What method do you use to  remove the chuck? Jacks, wedges or drilling and tapping chuck for 3 jack screws?? Any ideas what is safest and fast?


----------



## TOOLMASTER (May 15, 2016)

I stick one of these in the chuck and give it a whack...in low gear


----------



## Andre (May 15, 2016)

Lock spindle in back gear, put the key in and give it a tug. As long as you didn't excessively tighten the chuck it should come off easily. 

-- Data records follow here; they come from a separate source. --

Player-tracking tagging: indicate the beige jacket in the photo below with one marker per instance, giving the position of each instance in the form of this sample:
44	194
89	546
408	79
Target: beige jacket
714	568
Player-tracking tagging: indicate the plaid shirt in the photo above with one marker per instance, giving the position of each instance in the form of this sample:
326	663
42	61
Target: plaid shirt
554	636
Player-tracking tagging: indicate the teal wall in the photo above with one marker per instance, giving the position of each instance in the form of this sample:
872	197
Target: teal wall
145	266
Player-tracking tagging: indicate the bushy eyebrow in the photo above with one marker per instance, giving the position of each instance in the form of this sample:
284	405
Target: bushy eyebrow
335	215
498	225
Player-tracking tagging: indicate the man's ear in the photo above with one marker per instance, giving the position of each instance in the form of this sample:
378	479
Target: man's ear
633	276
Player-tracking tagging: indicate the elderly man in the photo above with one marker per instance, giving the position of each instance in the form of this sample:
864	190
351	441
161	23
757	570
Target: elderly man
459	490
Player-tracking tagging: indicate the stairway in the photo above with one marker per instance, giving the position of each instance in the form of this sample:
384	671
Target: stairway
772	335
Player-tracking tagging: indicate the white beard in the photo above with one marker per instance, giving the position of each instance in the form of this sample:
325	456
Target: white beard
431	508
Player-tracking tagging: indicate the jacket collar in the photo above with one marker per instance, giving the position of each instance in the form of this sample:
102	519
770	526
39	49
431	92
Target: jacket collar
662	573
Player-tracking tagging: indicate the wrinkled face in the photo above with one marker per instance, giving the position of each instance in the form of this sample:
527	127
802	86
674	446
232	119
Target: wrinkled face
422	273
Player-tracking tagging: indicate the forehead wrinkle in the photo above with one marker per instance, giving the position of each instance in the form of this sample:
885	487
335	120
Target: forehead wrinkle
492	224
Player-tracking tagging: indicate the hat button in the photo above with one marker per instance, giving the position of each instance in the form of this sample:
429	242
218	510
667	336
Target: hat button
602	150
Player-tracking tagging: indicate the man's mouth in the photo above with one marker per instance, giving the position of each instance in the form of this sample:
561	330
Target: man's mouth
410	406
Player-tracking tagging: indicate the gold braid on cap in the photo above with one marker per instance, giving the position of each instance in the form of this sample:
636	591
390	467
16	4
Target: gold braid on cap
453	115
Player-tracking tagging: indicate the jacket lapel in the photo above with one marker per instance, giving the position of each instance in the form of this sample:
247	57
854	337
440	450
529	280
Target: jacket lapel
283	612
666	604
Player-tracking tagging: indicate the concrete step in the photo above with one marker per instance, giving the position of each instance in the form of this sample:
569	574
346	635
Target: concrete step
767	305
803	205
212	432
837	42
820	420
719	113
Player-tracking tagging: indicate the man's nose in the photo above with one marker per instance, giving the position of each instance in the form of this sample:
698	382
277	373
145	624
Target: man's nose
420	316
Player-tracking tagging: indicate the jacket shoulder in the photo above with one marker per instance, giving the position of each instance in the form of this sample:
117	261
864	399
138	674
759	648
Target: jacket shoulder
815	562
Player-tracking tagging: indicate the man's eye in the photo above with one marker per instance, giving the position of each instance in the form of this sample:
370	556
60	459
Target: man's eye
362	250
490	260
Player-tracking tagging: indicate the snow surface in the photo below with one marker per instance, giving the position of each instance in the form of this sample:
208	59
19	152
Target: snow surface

For my 109 I pinch the belt together (basically making it a strap wrench around the pulley) and just twist off the chuck. No tools needed.


----------



## Steve Shannon (May 15, 2016)

I'm unsure which model of PM1127 you have, but the current VF model does NOT have a threaded spindle nose. You must loosen three bolts at the rear of the spindle flange and three set screws. Putting a bar in the chuck without undoing the bolts and screws could break some gears!
Here's a link to the manual:
http://machinetoolonline.com/files/PM-1127VF-LB_Manual_2012.pdf



 Steve Shannon


----------



## FLguy (May 16, 2016)

Thanks every one for your replies but what I'm wanting is specific to PM1127VF- LB and how the chucks tight fit to the spindle pilot makes for an intreresting method of removal. I'm using 2 jacks 180 apart to push the chuck off the pilot. I really lucked out on this chuck. TIR .0002 at 2 inches from chuck jaws but the fit on that spindle pilot is VERY SNUG. I'm looking to see if I can fit 3 jack screws going thru the chuck and back plate to push against the head stock so a more uniform pressure is applied.


----------



## MSD0 (May 16, 2016)

The chuck on my 1127vf-lb is pretty easy to remove. Haven't checked the TIR on mine, but I would be surprised if it was as good as yours.


----------



## jbolt (May 16, 2016)

The chuck on our pm1127vf-lb is tight like yours. It only needs to move about 1/4 inch before it is loose enough to pull off. We use a piece of 1/4" steel flat stock between the chuck stud and head stock and then use the stud nuts like a jack screw against the steel stock to push the chuck off.

Jay


----------



## FLguy (May 18, 2016)

A very nice and simple method. Thanks! I played around using your idea and I'll be replacing the PM nuts with a longer type I'll make, (.700 OL), with a nylon insert on the headstock end of nut. My method before was to use 2 jacks, it was OK but not as good as your way.


----------



## jbolt (May 18, 2016)

Sounds like a plan! 

Be sure to post a picture.


----------